Alors que l’explosion de l’intelligence artificielle fait grimper la consommation électrique des centres de données à des niveaux inédits, NVIDIA propose une approche qui semble contre-intuitive : utiliser un liquide de refroidissement beaucoup plus chaud que la norme. Derrière cette idée se cache pourtant l’un des enjeux majeurs de la prochaine décennie pour l’industrie de l’IA.
Pourquoi un liquide plus chaud permet de consommer moins
Le raisonnement repose sur un principe thermodynamique relativement simple. Aujourd’hui, une grande partie de l’énergie consommée par les centres de données ne sert pas à faire fonctionner les processeurs, mais à les refroidir. Maintenir un écart important entre la température des serveurs et celle de l’environnement nécessite des systèmes de climatisation, des groupes froids et des infrastructures particulièrement gourmandes en électricité.
En acceptant un liquide de refroidissement à 45 °C, NVIDIA va réduire cet écart thermique. Ainsi les systèmes de refroidissement ont moins d’efforts à fournir et consomment moins d’énergie. À l’échelle d’un centre de données comptant des dizaines de milliers de GPU, l’économie peut devenir considérable.
L’IA est en train de transformer les data centers en centrales électriques
Cette évolution n’arrive pas par hasard. Les puces H100, H200 ou les futures Blackwell de NVIDIA affichent des consommations qui n’ont plus grand-chose à voir avec celles des générations précédentes. Certaines dépassent désormais les 700 watts par processeur lorsqu’elles entraînent des modèles d’IA.
Le refroidissement par air atteint progressivement ses limites, d'où des projets dans l'espace ou les océans. Pour évacuer une telle quantité de chaleur, il faudrait des flux d’air gigantesques, des ventilateurs toujours plus puissants et une consommation énergétique supplémentaire difficilement soutenable. Le refroidissement liquide s’impose donc progressivement comme la nouvelle norme dans les centres de données dédiés à l’intelligence artificielle.
Un enjeu stratégique pour OpenAI, Meta et Anthropic
Cette annonce intervient alors que les géants de l’IA multiplient les investissements dans de nouvelles infrastructures. Les modèles d’OpenAI, d’Anthropic, de Meta ou encore de xAI nécessitent désormais des fermes de calcul gigantesques où des dizaines de milliers de GPU tournent en permanence pendant plusieurs jours, voire plusieurs semaines.
Le principal frein n’est plus seulement la disponibilité des puces NVIDIA. L’accès à l’électricité et la capacité à refroidir efficacement ces installations deviennent des contraintes tout aussi importantes. Selon plusieurs estimations, la consommation énergétique des centres de données pourrait être multipliée par trois d’ici 2030 sous l’effet de l’IA générative.
Qu’en penser ?
Si cette approche s’impose, elle pourrait modifier profondément la conception des futurs data centers. Des températures de fonctionnement plus élevées permettraient d’utiliser davantage l’air ambiant pour évacuer la chaleur, de simplifier certaines infrastructures et même d’implanter des centres de calcul dans des régions jusqu’ici moins favorables. Mais pour y parvenir, l’ensemble de l’écosystème devra suivre : fabricants de serveurs, exploitants de centres de données, systèmes de distribution de liquide et normes industrielles.

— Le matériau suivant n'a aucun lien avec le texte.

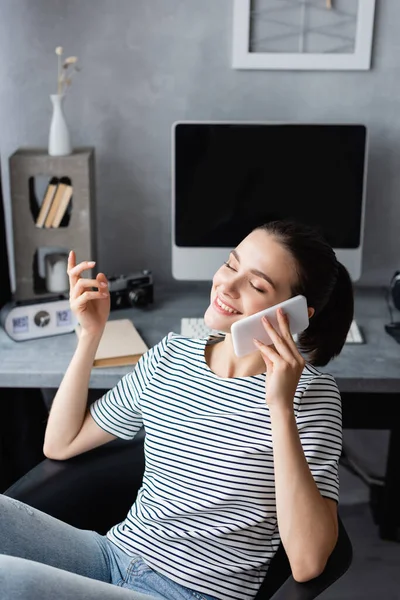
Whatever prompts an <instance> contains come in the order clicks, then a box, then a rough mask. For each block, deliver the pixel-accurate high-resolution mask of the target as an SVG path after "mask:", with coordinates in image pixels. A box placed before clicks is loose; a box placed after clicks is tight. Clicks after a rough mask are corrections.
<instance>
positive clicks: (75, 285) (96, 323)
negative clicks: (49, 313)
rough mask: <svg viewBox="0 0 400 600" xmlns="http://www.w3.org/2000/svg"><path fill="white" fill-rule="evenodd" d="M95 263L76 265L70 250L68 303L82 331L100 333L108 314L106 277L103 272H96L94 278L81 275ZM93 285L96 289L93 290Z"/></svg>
mask: <svg viewBox="0 0 400 600" xmlns="http://www.w3.org/2000/svg"><path fill="white" fill-rule="evenodd" d="M95 264H96V263H95V262H94V261H84V262H81V263H79V264H78V265H77V264H76V255H75V252H74V251H73V250H71V252H70V253H69V256H68V276H69V303H70V306H71V310H72V312H73V313H74V315H75V316H76V318H77V319H78V321H79V324H80V326H81V328H82V331H83V330H84V331H86V332H87V333H90V334H94V335H101V334H102V332H103V329H104V326H105V324H106V322H107V319H108V316H109V314H110V294H109V290H108V281H107V278H106V276H105V275H104V273H98V275H97V276H96V279H84V278H82V277H81V274H82V273H83V271H86V270H87V269H91V268H92V267H94V265H95ZM94 287H95V288H97V289H98V291H93V289H92V288H94Z"/></svg>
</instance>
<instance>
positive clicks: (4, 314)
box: [0, 296, 78, 342]
mask: <svg viewBox="0 0 400 600" xmlns="http://www.w3.org/2000/svg"><path fill="white" fill-rule="evenodd" d="M0 323H1V325H2V327H3V328H4V330H5V332H6V333H7V334H8V335H9V336H10V338H11V339H12V340H15V341H16V342H20V341H24V340H34V339H36V338H41V337H48V336H52V335H59V334H60V333H71V332H72V331H74V330H75V327H76V325H77V323H78V321H77V320H76V318H75V315H74V313H73V312H72V311H71V308H70V306H69V300H67V299H65V298H64V297H63V296H57V297H56V298H46V299H43V300H25V301H24V300H22V301H14V302H8V303H7V304H5V305H4V306H3V308H2V309H1V311H0Z"/></svg>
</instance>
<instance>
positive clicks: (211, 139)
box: [172, 121, 367, 281]
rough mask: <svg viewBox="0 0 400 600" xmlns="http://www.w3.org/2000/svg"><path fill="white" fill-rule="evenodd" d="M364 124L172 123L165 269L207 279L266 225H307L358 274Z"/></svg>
mask: <svg viewBox="0 0 400 600" xmlns="http://www.w3.org/2000/svg"><path fill="white" fill-rule="evenodd" d="M366 161H367V130H366V127H365V126H364V125H352V124H286V123H270V122H267V123H254V122H204V121H203V122H194V121H185V122H178V123H175V124H174V125H173V128H172V273H173V276H174V278H175V279H184V280H211V279H212V277H213V275H214V273H215V271H216V270H217V269H219V267H220V266H221V264H222V263H223V262H224V261H225V260H227V257H228V255H229V252H230V251H231V250H232V248H234V247H235V246H236V245H237V244H238V243H239V242H240V241H241V240H242V239H243V238H244V237H245V236H246V235H247V234H248V233H250V231H251V230H252V229H254V228H255V227H257V226H258V225H261V224H263V223H265V222H267V221H272V220H276V219H292V220H296V221H301V222H304V223H307V224H311V225H317V226H318V227H319V228H320V230H321V231H322V233H323V234H324V236H325V238H326V240H327V241H328V242H329V243H330V244H331V246H332V247H333V249H334V250H335V252H336V255H337V258H338V260H339V261H340V262H342V263H343V264H344V265H345V266H346V268H347V269H348V271H349V273H350V276H351V278H352V280H353V281H356V280H357V279H359V277H360V275H361V264H362V263H361V261H362V247H363V228H364V227H363V226H364V206H365V181H366Z"/></svg>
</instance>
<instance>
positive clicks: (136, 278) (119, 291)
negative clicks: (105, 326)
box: [108, 270, 153, 310]
mask: <svg viewBox="0 0 400 600" xmlns="http://www.w3.org/2000/svg"><path fill="white" fill-rule="evenodd" d="M108 283H109V286H108V287H109V291H110V299H111V310H116V309H118V308H130V307H132V306H147V305H148V304H151V303H152V302H153V275H152V273H151V271H147V270H145V271H139V272H138V273H131V274H130V275H116V276H115V277H109V278H108Z"/></svg>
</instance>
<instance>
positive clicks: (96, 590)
mask: <svg viewBox="0 0 400 600" xmlns="http://www.w3.org/2000/svg"><path fill="white" fill-rule="evenodd" d="M14 598H15V599H19V598H29V599H30V600H53V599H54V598H57V600H80V599H84V600H100V599H101V600H103V599H104V600H124V599H125V600H155V599H160V598H161V599H163V600H165V599H167V600H215V599H214V598H213V597H212V596H207V595H205V594H202V593H199V592H196V591H195V590H192V589H189V588H187V587H185V586H182V585H179V584H178V583H175V582H173V581H172V580H171V579H169V578H168V577H165V576H164V575H161V574H160V573H157V572H156V571H154V570H153V569H150V567H148V566H147V565H146V564H145V563H144V562H143V560H142V559H141V558H140V556H133V557H132V556H129V555H128V554H125V552H123V551H122V550H120V549H119V548H118V547H117V546H116V545H115V544H113V543H112V542H111V541H110V540H108V538H107V537H106V536H103V535H100V534H98V533H96V532H95V531H90V530H83V529H77V528H76V527H72V526H71V525H67V524H66V523H63V522H62V521H59V520H58V519H55V518H54V517H50V516H49V515H46V514H45V513H43V512H41V511H40V510H37V509H35V508H32V507H31V506H29V505H27V504H24V503H23V502H20V501H19V500H14V499H13V498H9V497H8V496H4V495H3V494H0V600H6V599H7V600H14Z"/></svg>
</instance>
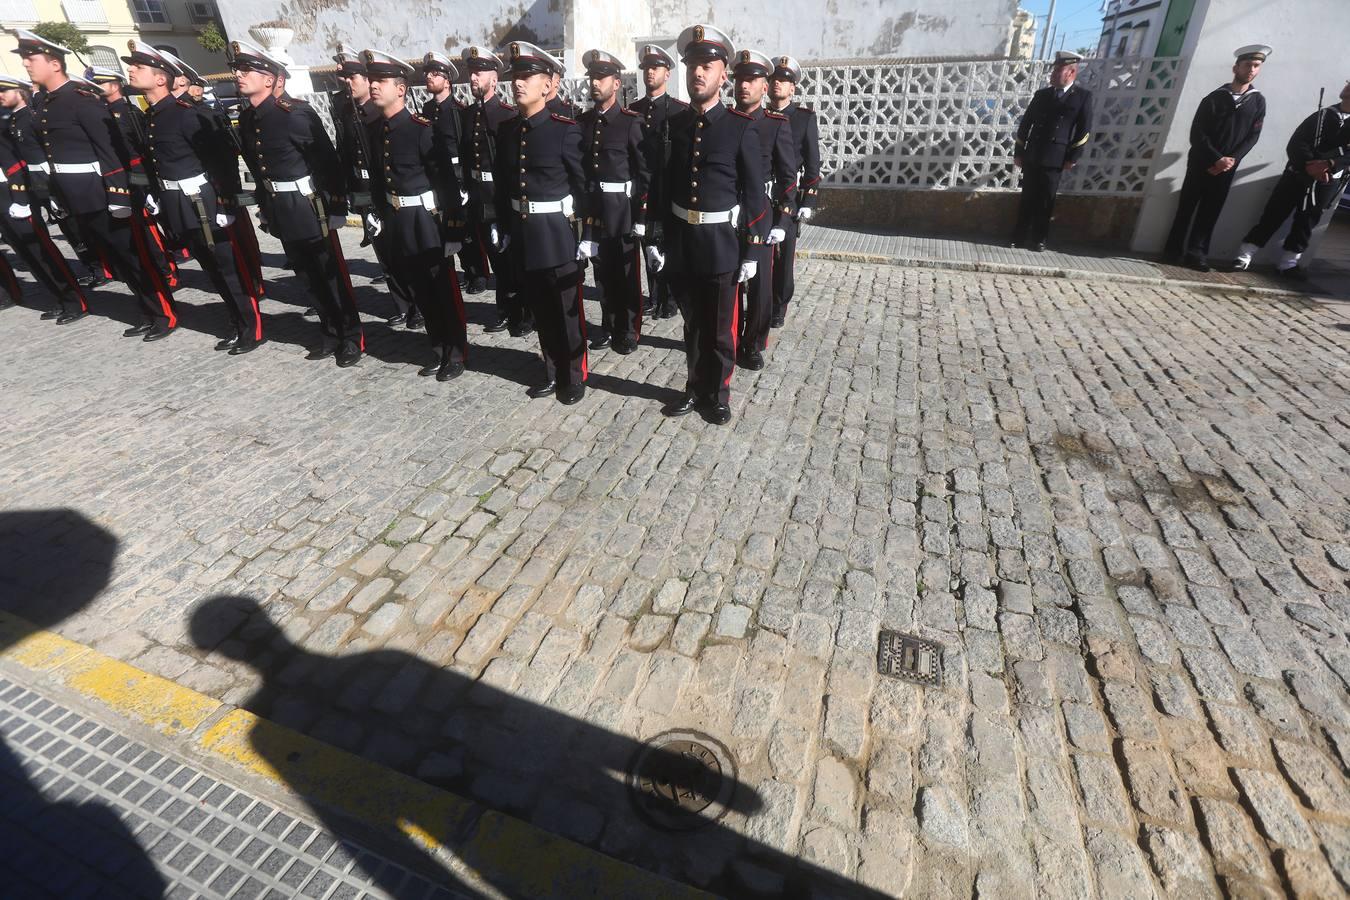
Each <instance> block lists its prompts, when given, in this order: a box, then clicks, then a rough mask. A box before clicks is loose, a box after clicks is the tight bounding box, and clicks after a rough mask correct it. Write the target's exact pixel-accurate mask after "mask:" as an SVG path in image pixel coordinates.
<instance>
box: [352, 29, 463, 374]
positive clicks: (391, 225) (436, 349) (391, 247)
mask: <svg viewBox="0 0 1350 900" xmlns="http://www.w3.org/2000/svg"><path fill="white" fill-rule="evenodd" d="M360 58H362V62H363V63H365V65H366V74H367V76H369V78H370V96H371V101H373V103H374V104H375V105H377V107H378V108H379V113H381V116H379V120H377V121H375V123H373V124H371V125H370V146H371V151H373V154H374V155H373V157H371V161H370V162H371V177H373V178H371V189H373V190H374V197H375V208H377V210H378V216H379V228H381V233H382V236H383V239H385V240H386V242H387V244H386V247H387V252H389V264H390V270H391V273H397V274H398V281H401V282H402V283H405V285H408V287H409V290H410V291H412V297H413V301H414V302H416V304H417V306H418V308H420V309H421V313H423V317H424V318H425V320H427V336H428V337H429V339H431V345H432V349H433V351H435V354H436V359H435V360H433V362H432V363H431V364H429V366H425V367H423V370H421V374H423V375H435V376H436V381H440V382H447V381H450V379H451V378H455V376H458V375H460V374H462V372H463V371H464V360H466V358H467V354H468V339H467V333H466V322H464V301H463V298H462V297H460V296H459V283H458V282H456V281H455V269H454V263H452V259H454V254H455V251H458V250H459V243H458V242H447V240H445V237H447V235H445V233H443V228H445V221H447V220H450V221H454V223H455V224H456V227H458V228H463V210H462V206H460V200H459V182H458V181H455V173H454V167H452V166H451V165H450V159H448V158H444V157H441V155H440V154H439V147H437V142H436V138H435V134H433V130H432V123H431V120H428V119H424V117H423V116H418V115H416V113H413V112H410V111H409V109H408V107H406V96H408V81H409V80H410V78H412V77H413V74H416V70H414V69H413V67H412V66H410V65H408V63H406V62H404V61H402V59H398V58H397V57H391V55H389V54H387V53H381V51H378V50H362V53H360ZM452 236H454V237H458V233H455V235H452Z"/></svg>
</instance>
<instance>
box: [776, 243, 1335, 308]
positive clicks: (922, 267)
mask: <svg viewBox="0 0 1350 900" xmlns="http://www.w3.org/2000/svg"><path fill="white" fill-rule="evenodd" d="M796 256H798V258H799V259H826V260H830V262H841V263H871V264H876V266H907V267H911V269H946V270H953V271H968V273H979V274H992V275H1026V277H1031V278H1093V279H1096V281H1111V282H1120V283H1125V285H1145V286H1150V287H1181V289H1185V290H1193V291H1197V293H1204V294H1253V296H1257V297H1308V291H1305V290H1289V289H1284V287H1258V286H1243V285H1215V283H1212V282H1207V281H1184V279H1173V278H1161V277H1150V275H1129V274H1125V273H1106V271H1095V270H1091V269H1064V267H1060V266H1018V264H1015V263H990V262H977V260H968V259H923V258H914V256H888V255H884V254H860V252H850V251H844V250H799V251H798V252H796Z"/></svg>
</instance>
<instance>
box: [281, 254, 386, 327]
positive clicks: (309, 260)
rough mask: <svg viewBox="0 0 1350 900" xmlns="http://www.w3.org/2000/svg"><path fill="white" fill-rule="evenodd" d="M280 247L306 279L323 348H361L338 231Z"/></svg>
mask: <svg viewBox="0 0 1350 900" xmlns="http://www.w3.org/2000/svg"><path fill="white" fill-rule="evenodd" d="M281 246H282V248H284V250H285V251H286V259H289V260H290V264H292V267H294V270H296V273H297V274H300V275H304V278H305V281H306V282H309V294H311V296H312V297H313V298H315V309H316V310H317V312H319V327H320V329H323V336H324V339H323V340H324V349H332V348H333V345H335V344H336V345H339V347H342V348H344V349H348V351H350V349H359V351H365V349H366V336H365V333H363V332H362V329H360V313H358V312H356V297H355V294H354V293H352V289H351V275H350V274H348V273H347V259H346V258H344V256H343V254H342V244H339V243H338V232H333V231H331V232H328V236H327V237H320V239H317V240H284V242H281Z"/></svg>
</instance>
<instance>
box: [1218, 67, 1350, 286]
mask: <svg viewBox="0 0 1350 900" xmlns="http://www.w3.org/2000/svg"><path fill="white" fill-rule="evenodd" d="M1285 154H1287V155H1288V158H1289V162H1288V163H1287V165H1285V167H1284V173H1282V174H1281V175H1280V181H1277V182H1276V184H1274V190H1272V192H1270V198H1269V200H1266V205H1265V209H1262V210H1261V220H1260V221H1257V224H1255V225H1253V227H1251V231H1249V232H1247V235H1246V236H1245V237H1243V239H1242V247H1241V248H1238V258H1237V259H1235V260H1233V269H1235V270H1239V271H1241V270H1245V269H1247V267H1250V266H1251V258H1253V256H1254V255H1255V254H1257V251H1258V250H1261V248H1262V247H1265V246H1266V242H1269V240H1270V239H1272V237H1274V232H1277V231H1280V225H1282V224H1284V223H1285V220H1287V219H1289V215H1291V213H1292V215H1293V221H1292V223H1291V224H1289V233H1288V235H1285V239H1284V252H1282V254H1281V255H1280V260H1278V262H1276V266H1274V270H1276V274H1277V275H1282V277H1285V278H1303V277H1304V275H1305V273H1304V270H1303V267H1300V266H1299V260H1300V259H1301V258H1303V251H1305V250H1307V248H1308V242H1309V240H1312V232H1314V229H1315V228H1316V227H1318V223H1319V221H1322V213H1323V212H1324V210H1327V209H1332V208H1335V205H1336V202H1338V200H1339V198H1341V192H1343V190H1345V188H1346V185H1347V184H1350V81H1346V85H1345V88H1342V89H1341V103H1338V104H1336V105H1334V107H1327V108H1326V109H1319V111H1316V112H1315V113H1312V115H1311V116H1308V117H1307V119H1304V120H1303V121H1301V123H1300V124H1299V127H1297V128H1295V131H1293V136H1292V138H1289V143H1288V146H1287V147H1285Z"/></svg>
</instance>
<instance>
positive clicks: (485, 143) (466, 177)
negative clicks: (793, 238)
mask: <svg viewBox="0 0 1350 900" xmlns="http://www.w3.org/2000/svg"><path fill="white" fill-rule="evenodd" d="M460 61H462V62H463V65H464V69H466V70H467V72H468V88H470V90H471V92H472V94H474V103H471V104H470V105H468V107H467V108H466V109H464V117H463V123H464V127H463V128H462V130H460V134H462V135H463V139H462V143H460V147H459V151H460V152H459V158H460V161H462V163H463V175H464V177H463V179H462V184H463V185H464V188H466V189H467V192H468V208H467V215H468V216H467V217H468V237H471V240H472V246H474V247H477V248H478V255H479V258H478V260H477V262H475V263H474V266H472V267H466V270H464V277H466V279H467V281H468V290H467V293H470V294H479V293H482V291H483V290H486V289H487V273H489V271H491V273H493V274H495V275H497V318H495V320H494V321H493V322H491V324H489V325H487V328H485V329H483V331H486V332H490V333H491V332H501V331H506V329H508V328H509V329H510V333H512V335H513V336H517V337H518V336H521V335H528V333H529V332H531V331H532V329H533V324H532V320H531V310H529V309H526V308H525V306H524V305H522V302H521V298H520V291H518V286H517V283H516V282H517V279H516V277H514V275H516V274H514V273H512V271H508V270H505V267H504V266H502V260H501V258H499V256H498V255H497V244H498V242H499V237H501V233H499V229H498V225H497V188H498V186H497V184H495V182H494V181H493V166H494V161H495V159H497V132H498V130H499V128H501V125H502V123H505V121H506V120H508V119H510V117H513V116H514V115H516V111H514V109H512V108H510V107H509V105H506V104H505V103H504V101H502V99H501V97H499V96H498V94H497V78H498V76H499V74H501V72H502V69H505V65H504V63H502V61H501V58H499V57H497V54H494V53H493V51H491V50H489V49H487V47H477V46H475V47H466V49H464V51H463V54H460Z"/></svg>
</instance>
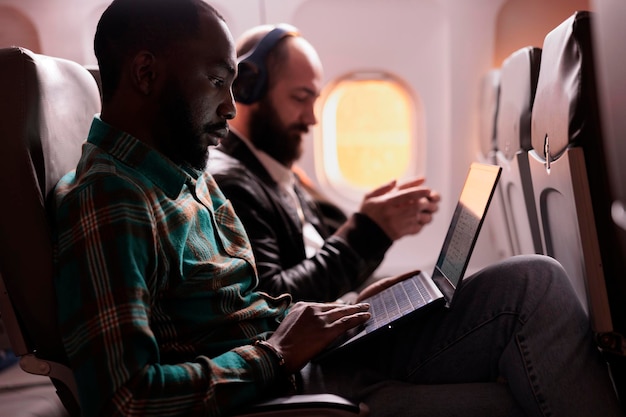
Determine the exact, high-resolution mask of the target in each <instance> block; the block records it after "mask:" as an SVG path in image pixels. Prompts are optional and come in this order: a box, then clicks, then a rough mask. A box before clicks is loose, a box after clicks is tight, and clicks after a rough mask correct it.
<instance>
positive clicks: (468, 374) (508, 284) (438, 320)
mask: <svg viewBox="0 0 626 417" xmlns="http://www.w3.org/2000/svg"><path fill="white" fill-rule="evenodd" d="M451 384H452V385H451ZM303 385H304V391H305V392H307V393H309V392H311V393H312V392H333V393H336V394H339V395H342V396H345V397H347V398H352V399H354V400H357V401H363V402H365V403H366V404H367V405H368V406H369V407H370V409H371V411H372V415H373V416H379V415H393V416H400V415H407V416H421V415H429V416H431V417H432V416H435V415H436V416H446V415H471V414H473V413H476V414H477V415H481V414H482V415H484V416H486V415H491V414H493V415H526V416H567V417H575V416H604V417H607V416H619V415H621V412H620V409H619V404H618V402H617V398H616V395H615V392H614V390H613V387H612V384H611V381H610V378H609V374H608V371H607V367H606V365H605V363H604V362H603V361H602V359H601V357H600V354H599V352H598V351H597V349H596V348H595V345H594V342H593V340H592V334H591V331H590V328H589V322H588V318H587V316H586V314H585V312H584V310H583V309H582V307H581V305H580V303H579V301H578V299H577V298H576V296H575V294H574V291H573V289H572V287H571V285H570V283H569V281H568V278H567V276H566V274H565V271H564V270H563V268H562V267H561V265H559V264H558V263H557V262H556V261H554V260H553V259H551V258H548V257H544V256H540V255H529V256H526V255H525V256H516V257H513V258H510V259H508V260H505V261H503V262H500V263H497V264H495V265H492V266H490V267H488V268H485V269H483V270H482V271H480V272H478V273H476V274H474V275H473V276H471V277H468V278H466V280H465V281H464V282H463V285H462V287H461V288H460V289H459V291H457V293H456V295H455V298H454V299H453V302H452V306H451V308H449V309H448V308H438V309H436V310H430V311H427V312H426V313H425V315H423V316H419V315H418V316H416V317H415V319H411V320H408V321H407V322H405V323H404V324H402V325H401V326H399V327H396V328H395V329H393V330H389V331H387V332H384V334H381V335H379V336H375V337H373V338H371V339H369V340H364V341H363V342H362V343H357V344H355V345H354V346H352V347H350V348H348V349H346V350H345V351H343V352H338V353H337V354H336V355H335V356H331V357H329V358H328V359H326V360H324V361H321V362H317V363H312V364H309V365H308V366H307V367H306V368H305V369H304V370H303ZM433 401H435V403H434V404H433ZM424 407H426V410H427V411H424ZM481 408H482V411H480V410H481ZM489 409H492V410H491V412H490V411H489ZM494 410H495V411H494ZM464 411H465V412H464Z"/></svg>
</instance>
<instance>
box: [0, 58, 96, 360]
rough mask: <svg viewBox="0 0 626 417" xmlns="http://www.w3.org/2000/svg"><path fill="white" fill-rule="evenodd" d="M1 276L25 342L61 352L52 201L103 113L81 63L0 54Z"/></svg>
mask: <svg viewBox="0 0 626 417" xmlns="http://www.w3.org/2000/svg"><path fill="white" fill-rule="evenodd" d="M0 94H1V95H2V100H0V193H1V195H2V199H3V202H4V204H0V274H2V278H3V280H4V282H5V284H6V287H7V291H8V294H9V297H10V298H11V301H12V304H13V305H14V309H15V311H16V312H17V314H18V315H19V319H20V322H21V323H22V324H23V327H24V329H22V332H23V333H25V336H24V337H25V338H28V339H29V342H30V343H31V344H32V345H33V346H34V348H35V349H37V350H38V351H39V352H40V353H42V354H44V355H45V354H50V355H57V354H62V345H61V344H60V340H59V333H58V331H57V323H56V299H55V296H54V286H53V273H52V270H53V269H52V247H51V246H52V245H51V238H50V228H49V224H48V218H47V214H46V209H45V200H46V196H47V195H48V193H49V192H50V190H51V189H52V188H53V187H54V185H55V184H56V183H57V182H58V180H59V179H60V178H61V176H63V175H64V174H65V173H66V172H68V171H70V170H72V169H74V168H75V167H76V164H77V162H78V159H79V157H80V153H81V145H82V143H83V142H84V141H85V139H86V138H87V134H88V131H89V127H90V123H91V120H92V118H93V116H94V114H96V113H98V112H99V111H100V96H99V92H98V87H97V85H96V82H95V80H94V79H93V77H92V76H91V75H90V74H89V72H88V71H87V70H86V69H85V68H83V67H82V66H80V65H79V64H77V63H75V62H71V61H68V60H65V59H59V58H52V57H48V56H44V55H39V54H35V53H33V52H31V51H29V50H26V49H23V48H16V47H13V48H6V49H0Z"/></svg>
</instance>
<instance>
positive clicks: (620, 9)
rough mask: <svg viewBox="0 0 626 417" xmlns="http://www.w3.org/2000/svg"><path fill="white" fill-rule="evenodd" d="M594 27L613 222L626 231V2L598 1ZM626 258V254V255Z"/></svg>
mask: <svg viewBox="0 0 626 417" xmlns="http://www.w3.org/2000/svg"><path fill="white" fill-rule="evenodd" d="M595 10H596V24H595V25H593V26H592V31H593V35H595V36H594V37H593V46H594V50H595V51H596V53H595V55H594V56H595V59H596V64H597V65H596V68H597V72H596V75H597V78H598V92H599V98H600V109H601V114H600V117H601V121H602V128H603V132H604V139H605V142H606V144H607V155H606V156H607V165H608V168H609V175H610V176H611V178H612V181H611V184H612V186H613V190H614V192H615V200H614V201H613V206H612V211H611V213H612V215H613V219H614V221H615V222H616V224H618V225H619V226H620V227H621V228H622V229H624V230H626V181H625V180H624V179H625V178H626V164H625V163H624V161H626V117H624V109H625V108H626V80H625V79H624V74H626V60H624V56H625V55H626V44H625V43H624V39H626V25H625V24H624V22H625V21H626V2H623V1H620V0H600V1H596V5H595ZM623 256H624V257H626V253H624V254H623Z"/></svg>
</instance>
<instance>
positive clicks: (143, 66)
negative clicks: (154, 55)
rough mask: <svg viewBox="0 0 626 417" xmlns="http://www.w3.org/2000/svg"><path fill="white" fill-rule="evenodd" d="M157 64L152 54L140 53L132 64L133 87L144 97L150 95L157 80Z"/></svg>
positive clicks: (137, 53) (155, 60)
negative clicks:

Depuis deux ans, l’attention se concentre principalement sur les performances des modèles d’IA et sur la course aux GPU. Pourtant, l’avenir de l’industrie dépend tout autant de sa capacité à résoudre un problème beaucoup plus terre-à-terre : la consommation électrique.
En proposant des serveurs capables de fonctionner avec un liquide de refroidissement à 45 °C, NVIDIA ne cherche pas seulement à améliorer quelques pourcents d’efficacité. Le groupe tente d’anticiper le prochain goulot d’étranglement de l’intelligence artificielle. Car si les besoins de calcul continuent de croître au rythme actuel, ce ne seront bientôt plus les puces qui manqueront, mais l’énergie nécessaire pour les faire tourner.